Misalnya, jika tegangan pengenal sebuah tabung pemanas listrik adalah 220 volt dan arus yang diukur sekitar 2 ampere, maka daya tabung pemanas tersebut adalah sekitar 440 watt. Jika tegangan pengenal tabung pemanas adalah 380 volt dan arus terukur sekitar 1 ampere, maka daya tabung pemanas ini sekitar 400 watt.
Satu masalah yang perlu diperhatikan di sini adalah tegangan pengenal tabung pemanas. Jika tabung pemanas dengan tegangan pengenal 220 volt dihubungkan ke tegangan 380 volt, maka kabel pemanas akan cepat terbakar karena tegangan yang berlebihan. Sebaliknya jika tabung pemanas dengan tegangan pengenal 380 volt dihubungkan dengan tegangan 220 volt maka tidak akan mencapai daya pengenal karena tidak mencapai tegangan pengenal.
Dalam produksi sebenarnya, tabung pemanas listrik 220V dan 380V sering digunakan. Saat menyesuaikan tabung pemanas listrik, yang terbaik adalah meminta pabrikan mencap tegangan pengenal pada cangkang tabung pemanas. Untuk menghindari kebingungan.
Apakah multimeter digunakan untuk mengukur kualitas bohlam berulir?

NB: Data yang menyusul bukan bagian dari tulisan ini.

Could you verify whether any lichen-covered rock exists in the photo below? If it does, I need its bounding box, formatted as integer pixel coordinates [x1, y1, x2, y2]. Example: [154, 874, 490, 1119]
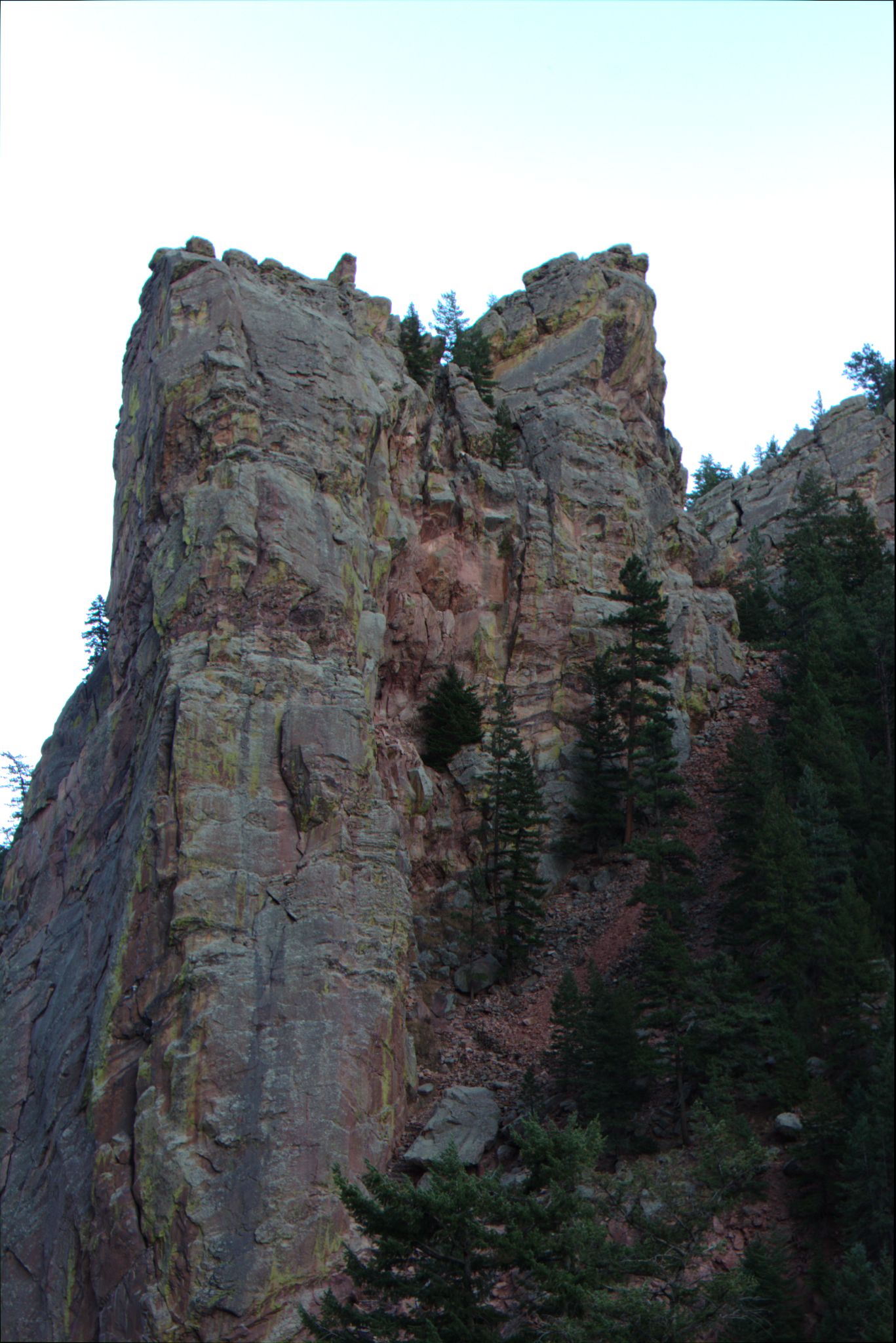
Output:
[3, 239, 422, 1339]
[3, 239, 740, 1340]
[404, 1087, 501, 1166]
[689, 396, 893, 579]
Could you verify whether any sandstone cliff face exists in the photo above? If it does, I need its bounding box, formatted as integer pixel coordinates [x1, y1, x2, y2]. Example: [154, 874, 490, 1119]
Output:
[689, 396, 893, 575]
[1, 241, 740, 1339]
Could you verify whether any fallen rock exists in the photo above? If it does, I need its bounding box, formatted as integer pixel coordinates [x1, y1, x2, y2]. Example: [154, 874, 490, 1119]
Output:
[775, 1111, 804, 1142]
[404, 1087, 501, 1166]
[454, 955, 501, 994]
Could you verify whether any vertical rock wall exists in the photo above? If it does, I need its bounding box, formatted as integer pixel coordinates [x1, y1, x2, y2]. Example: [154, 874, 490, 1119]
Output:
[4, 243, 422, 1339]
[1, 241, 740, 1340]
[689, 396, 893, 573]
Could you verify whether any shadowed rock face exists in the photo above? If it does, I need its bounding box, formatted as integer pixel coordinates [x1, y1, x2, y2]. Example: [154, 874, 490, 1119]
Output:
[1, 239, 740, 1340]
[689, 396, 893, 576]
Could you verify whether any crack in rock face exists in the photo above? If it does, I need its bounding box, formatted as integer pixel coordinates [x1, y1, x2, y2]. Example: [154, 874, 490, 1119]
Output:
[3, 237, 838, 1340]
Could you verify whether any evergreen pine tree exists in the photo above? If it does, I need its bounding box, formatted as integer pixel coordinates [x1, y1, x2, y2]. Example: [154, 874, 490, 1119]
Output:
[398, 304, 433, 387]
[501, 747, 547, 975]
[452, 331, 494, 405]
[81, 593, 109, 672]
[548, 966, 583, 1091]
[576, 649, 623, 854]
[0, 751, 32, 845]
[486, 683, 545, 975]
[302, 1147, 509, 1343]
[420, 664, 482, 770]
[492, 401, 517, 471]
[815, 1242, 893, 1343]
[641, 915, 696, 1147]
[433, 289, 467, 364]
[301, 1120, 618, 1343]
[606, 555, 676, 843]
[724, 1239, 805, 1343]
[631, 715, 696, 924]
[688, 455, 733, 504]
[844, 341, 893, 415]
[735, 527, 775, 643]
[794, 764, 850, 915]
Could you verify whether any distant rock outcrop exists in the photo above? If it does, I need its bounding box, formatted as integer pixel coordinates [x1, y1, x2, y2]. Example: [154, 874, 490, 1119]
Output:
[3, 239, 757, 1340]
[689, 396, 893, 576]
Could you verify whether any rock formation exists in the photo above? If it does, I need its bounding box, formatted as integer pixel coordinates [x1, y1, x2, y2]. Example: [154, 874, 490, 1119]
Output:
[689, 396, 893, 579]
[1, 239, 741, 1340]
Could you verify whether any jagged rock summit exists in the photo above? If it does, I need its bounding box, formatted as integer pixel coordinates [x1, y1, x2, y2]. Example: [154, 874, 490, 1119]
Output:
[1, 237, 741, 1340]
[690, 396, 893, 575]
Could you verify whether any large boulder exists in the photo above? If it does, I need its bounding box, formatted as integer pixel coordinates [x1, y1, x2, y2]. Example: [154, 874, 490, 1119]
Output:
[454, 952, 503, 994]
[404, 1087, 501, 1166]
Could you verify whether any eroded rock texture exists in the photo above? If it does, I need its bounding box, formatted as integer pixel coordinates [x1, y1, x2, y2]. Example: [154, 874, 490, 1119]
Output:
[1, 239, 740, 1340]
[690, 396, 893, 578]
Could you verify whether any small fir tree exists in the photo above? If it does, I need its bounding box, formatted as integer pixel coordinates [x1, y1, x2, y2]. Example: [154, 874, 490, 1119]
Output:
[302, 1120, 618, 1343]
[452, 331, 494, 405]
[724, 1238, 806, 1343]
[631, 715, 696, 924]
[641, 915, 696, 1147]
[548, 961, 649, 1138]
[844, 341, 893, 415]
[302, 1147, 508, 1343]
[501, 747, 547, 975]
[0, 751, 32, 846]
[576, 649, 625, 854]
[81, 595, 109, 672]
[433, 289, 467, 364]
[606, 555, 676, 843]
[492, 401, 516, 471]
[735, 527, 775, 643]
[398, 304, 434, 387]
[815, 1242, 893, 1343]
[485, 683, 545, 975]
[420, 664, 482, 770]
[688, 454, 735, 504]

Jika itu adalah lampu pijar kuno biasa, ukur saja rentang resistansi multimeter, dan multimeter penunjuk serta angka dapat digunakan. Meteran digital menggunakan rentang 2k Ω, dan meteran penunjuk menggunakan rentang Rx1 atau Rx10. Karena resistansi dingin filamen yang diukur saat ini, nilai resistansi berada dalam kisaran puluhan hingga ratusan Ω (semakin besar watt, semakin kecil nilai resistansi).

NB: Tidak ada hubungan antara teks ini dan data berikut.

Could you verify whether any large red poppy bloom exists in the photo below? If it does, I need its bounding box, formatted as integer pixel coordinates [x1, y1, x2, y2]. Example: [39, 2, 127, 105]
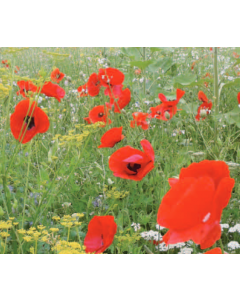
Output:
[89, 105, 112, 125]
[41, 82, 66, 102]
[84, 216, 117, 254]
[195, 91, 212, 121]
[130, 112, 149, 130]
[203, 248, 223, 254]
[98, 127, 125, 148]
[17, 80, 38, 98]
[109, 140, 154, 181]
[10, 99, 50, 144]
[157, 160, 235, 249]
[77, 84, 88, 97]
[87, 73, 102, 97]
[110, 89, 131, 113]
[51, 68, 65, 83]
[98, 68, 125, 98]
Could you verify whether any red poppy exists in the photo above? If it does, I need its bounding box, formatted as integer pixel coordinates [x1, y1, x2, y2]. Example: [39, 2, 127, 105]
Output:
[41, 81, 66, 102]
[157, 160, 235, 249]
[78, 84, 88, 97]
[130, 112, 149, 130]
[14, 66, 20, 74]
[83, 117, 92, 124]
[10, 99, 50, 144]
[17, 80, 38, 97]
[110, 89, 131, 113]
[87, 73, 102, 97]
[195, 91, 212, 121]
[84, 216, 117, 254]
[98, 127, 125, 148]
[51, 68, 65, 83]
[98, 68, 125, 98]
[89, 105, 112, 126]
[2, 60, 9, 69]
[109, 140, 154, 181]
[203, 248, 223, 254]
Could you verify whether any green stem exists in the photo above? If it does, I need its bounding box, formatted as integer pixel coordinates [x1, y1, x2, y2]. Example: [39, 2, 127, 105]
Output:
[213, 47, 219, 140]
[143, 47, 146, 96]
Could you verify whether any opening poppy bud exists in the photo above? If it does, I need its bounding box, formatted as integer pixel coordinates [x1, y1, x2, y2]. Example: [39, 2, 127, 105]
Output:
[165, 111, 171, 120]
[200, 109, 207, 118]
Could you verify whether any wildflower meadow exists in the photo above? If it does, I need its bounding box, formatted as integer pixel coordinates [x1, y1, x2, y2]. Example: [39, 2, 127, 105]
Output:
[0, 47, 240, 254]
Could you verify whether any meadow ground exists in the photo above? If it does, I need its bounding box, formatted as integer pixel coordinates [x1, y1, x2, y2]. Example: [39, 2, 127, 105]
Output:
[0, 47, 240, 254]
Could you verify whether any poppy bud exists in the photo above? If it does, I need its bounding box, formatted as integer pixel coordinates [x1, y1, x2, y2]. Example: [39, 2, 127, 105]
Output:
[165, 111, 171, 120]
[0, 206, 4, 217]
[200, 109, 207, 118]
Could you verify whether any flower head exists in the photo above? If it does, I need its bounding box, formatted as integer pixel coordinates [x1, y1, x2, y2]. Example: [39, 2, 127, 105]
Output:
[109, 140, 154, 181]
[157, 160, 235, 249]
[98, 127, 125, 148]
[10, 99, 50, 144]
[130, 112, 149, 130]
[51, 68, 65, 83]
[41, 81, 66, 102]
[84, 216, 117, 254]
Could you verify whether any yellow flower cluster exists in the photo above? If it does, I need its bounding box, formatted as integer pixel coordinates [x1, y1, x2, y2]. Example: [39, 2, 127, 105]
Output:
[103, 185, 129, 199]
[53, 122, 101, 147]
[52, 241, 86, 254]
[3, 47, 29, 54]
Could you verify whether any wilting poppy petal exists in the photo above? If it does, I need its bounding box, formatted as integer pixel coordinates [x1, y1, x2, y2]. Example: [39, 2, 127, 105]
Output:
[109, 140, 154, 181]
[10, 99, 50, 144]
[157, 160, 235, 249]
[84, 216, 117, 254]
[41, 82, 66, 102]
[89, 105, 112, 125]
[98, 127, 124, 148]
[87, 73, 102, 97]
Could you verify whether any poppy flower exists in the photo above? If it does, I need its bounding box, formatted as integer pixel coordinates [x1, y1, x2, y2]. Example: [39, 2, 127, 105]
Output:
[157, 160, 235, 249]
[2, 60, 9, 69]
[51, 68, 65, 83]
[87, 73, 102, 97]
[158, 89, 185, 107]
[77, 84, 88, 97]
[41, 81, 66, 102]
[195, 91, 212, 121]
[83, 117, 92, 124]
[14, 66, 20, 74]
[203, 248, 223, 254]
[130, 112, 149, 130]
[10, 99, 50, 144]
[84, 216, 117, 254]
[98, 127, 125, 148]
[110, 89, 131, 113]
[109, 140, 154, 181]
[98, 68, 125, 98]
[89, 105, 112, 125]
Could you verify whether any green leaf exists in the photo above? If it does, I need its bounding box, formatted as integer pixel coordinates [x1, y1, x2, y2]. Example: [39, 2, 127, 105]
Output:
[148, 57, 174, 73]
[130, 60, 152, 70]
[174, 73, 197, 88]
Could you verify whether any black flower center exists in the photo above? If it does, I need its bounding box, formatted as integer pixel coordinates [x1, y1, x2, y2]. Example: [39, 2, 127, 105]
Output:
[23, 116, 35, 130]
[127, 163, 141, 175]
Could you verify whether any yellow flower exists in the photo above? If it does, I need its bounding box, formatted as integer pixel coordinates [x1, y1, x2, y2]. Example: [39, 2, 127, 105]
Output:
[23, 236, 32, 242]
[50, 228, 59, 232]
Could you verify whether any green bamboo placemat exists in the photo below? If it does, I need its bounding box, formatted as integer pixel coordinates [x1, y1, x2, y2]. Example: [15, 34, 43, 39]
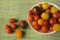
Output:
[0, 0, 60, 40]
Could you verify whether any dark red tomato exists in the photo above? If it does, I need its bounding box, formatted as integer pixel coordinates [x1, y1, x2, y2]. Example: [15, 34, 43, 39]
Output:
[34, 25, 41, 31]
[6, 28, 13, 34]
[41, 26, 48, 33]
[11, 23, 17, 29]
[9, 18, 16, 23]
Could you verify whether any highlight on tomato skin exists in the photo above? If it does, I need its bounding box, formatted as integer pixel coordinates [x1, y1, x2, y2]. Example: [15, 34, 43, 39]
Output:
[16, 29, 23, 38]
[28, 3, 60, 33]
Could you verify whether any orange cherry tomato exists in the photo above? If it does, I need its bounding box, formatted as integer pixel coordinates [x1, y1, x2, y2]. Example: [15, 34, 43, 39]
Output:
[16, 29, 22, 38]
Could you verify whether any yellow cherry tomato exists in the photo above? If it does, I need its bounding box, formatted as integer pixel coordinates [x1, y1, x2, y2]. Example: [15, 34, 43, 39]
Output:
[41, 12, 49, 20]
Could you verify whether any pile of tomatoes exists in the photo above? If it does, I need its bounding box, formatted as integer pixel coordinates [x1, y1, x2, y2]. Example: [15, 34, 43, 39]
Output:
[28, 3, 60, 33]
[5, 18, 28, 38]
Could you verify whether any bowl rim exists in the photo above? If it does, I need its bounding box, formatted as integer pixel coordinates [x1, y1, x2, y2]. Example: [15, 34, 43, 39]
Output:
[27, 2, 60, 35]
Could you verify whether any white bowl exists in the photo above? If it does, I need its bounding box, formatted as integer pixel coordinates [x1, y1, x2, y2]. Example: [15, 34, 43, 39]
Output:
[28, 2, 60, 34]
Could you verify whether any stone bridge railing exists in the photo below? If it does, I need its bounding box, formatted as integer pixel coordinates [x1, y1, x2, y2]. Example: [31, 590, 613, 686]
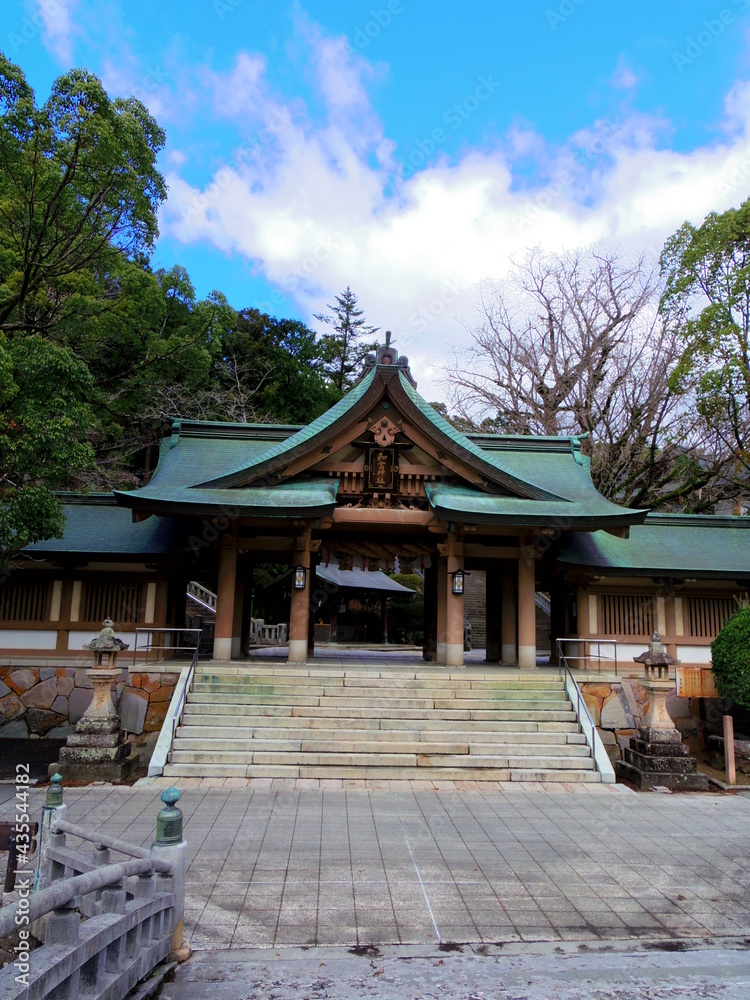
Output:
[0, 789, 186, 1000]
[249, 618, 289, 646]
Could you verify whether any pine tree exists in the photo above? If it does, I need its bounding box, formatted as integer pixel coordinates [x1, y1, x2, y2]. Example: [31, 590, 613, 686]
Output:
[315, 285, 379, 395]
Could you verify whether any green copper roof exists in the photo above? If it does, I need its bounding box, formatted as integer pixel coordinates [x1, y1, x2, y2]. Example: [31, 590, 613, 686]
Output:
[111, 360, 645, 527]
[195, 369, 375, 486]
[425, 480, 639, 531]
[557, 514, 750, 578]
[24, 493, 198, 556]
[115, 477, 339, 517]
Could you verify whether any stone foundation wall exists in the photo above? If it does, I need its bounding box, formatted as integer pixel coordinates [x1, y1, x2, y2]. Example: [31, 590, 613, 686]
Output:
[579, 677, 702, 757]
[0, 666, 179, 739]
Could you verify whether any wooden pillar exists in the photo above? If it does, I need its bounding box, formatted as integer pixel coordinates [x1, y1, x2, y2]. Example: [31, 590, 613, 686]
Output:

Jika mengukur bohlam LED, ini hanya dapat mencerminkan apakah bagian rektifikasi dan penyaringannya normal, dan tidak dapat 100% menentukan kualitas bohlam secara keseluruhan. Yang terbaik adalah menggunakan multimeter tipe penunjuk untuk mengukur (terkadang tegangan keluaran meter digital terlalu rendah untuk mengukur data).

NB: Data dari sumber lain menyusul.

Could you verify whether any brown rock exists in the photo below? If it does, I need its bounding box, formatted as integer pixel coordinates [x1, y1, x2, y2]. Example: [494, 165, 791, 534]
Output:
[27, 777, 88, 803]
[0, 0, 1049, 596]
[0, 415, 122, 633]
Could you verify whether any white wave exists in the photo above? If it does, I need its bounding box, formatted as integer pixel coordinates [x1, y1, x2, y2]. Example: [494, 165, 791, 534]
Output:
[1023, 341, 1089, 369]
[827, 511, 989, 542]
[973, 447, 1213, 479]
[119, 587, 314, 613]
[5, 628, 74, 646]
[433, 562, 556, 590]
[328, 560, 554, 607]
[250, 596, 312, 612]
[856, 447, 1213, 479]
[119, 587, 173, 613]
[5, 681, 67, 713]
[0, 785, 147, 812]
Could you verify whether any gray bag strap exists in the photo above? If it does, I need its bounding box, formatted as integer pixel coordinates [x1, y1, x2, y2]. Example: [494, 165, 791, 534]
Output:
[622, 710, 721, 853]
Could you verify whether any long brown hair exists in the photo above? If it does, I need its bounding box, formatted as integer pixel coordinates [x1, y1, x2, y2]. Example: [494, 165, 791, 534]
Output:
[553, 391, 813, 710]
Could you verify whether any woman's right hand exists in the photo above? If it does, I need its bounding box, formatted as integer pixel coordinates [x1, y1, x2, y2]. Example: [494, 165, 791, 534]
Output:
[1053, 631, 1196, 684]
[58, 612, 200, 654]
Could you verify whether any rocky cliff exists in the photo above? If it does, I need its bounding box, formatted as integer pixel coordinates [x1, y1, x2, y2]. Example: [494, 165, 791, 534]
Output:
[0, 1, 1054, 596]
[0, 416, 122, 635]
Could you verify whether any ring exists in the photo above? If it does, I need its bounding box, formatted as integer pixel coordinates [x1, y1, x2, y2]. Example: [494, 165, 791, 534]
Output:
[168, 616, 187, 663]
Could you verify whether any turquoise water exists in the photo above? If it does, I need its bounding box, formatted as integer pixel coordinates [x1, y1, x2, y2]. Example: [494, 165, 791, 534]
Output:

Pindahkan penunjuk ke posisi Rx10K untuk mengukur langsung kedua kontak bola lampu. Karena efek pengisian kapasitor filter pada lampu, penunjuk saat ini sangat mirip dengan keadaan saat mengukur kapasitor. Setelah diayunkan beberapa saat, kembali secara bertahap dapat dipastikan bahwa bagian rektifikasi dan penyaringan normal. Selain itu, Anda juga dapat menyalakan bola lampu dan menggunakan rentang dioda meteran digital atau rentang Rx10K dari meteran penunjuk untuk mengukur kualitas manik-manik LED satu per satu. Namun, kini terdapat manik lampu kecil terintegrasi dengan tegangan konduksi maju yang lebih tinggi, bahkan ada yang mencapai hingga 30V, yang tidak dapat diukur dengan multimeter apa pun.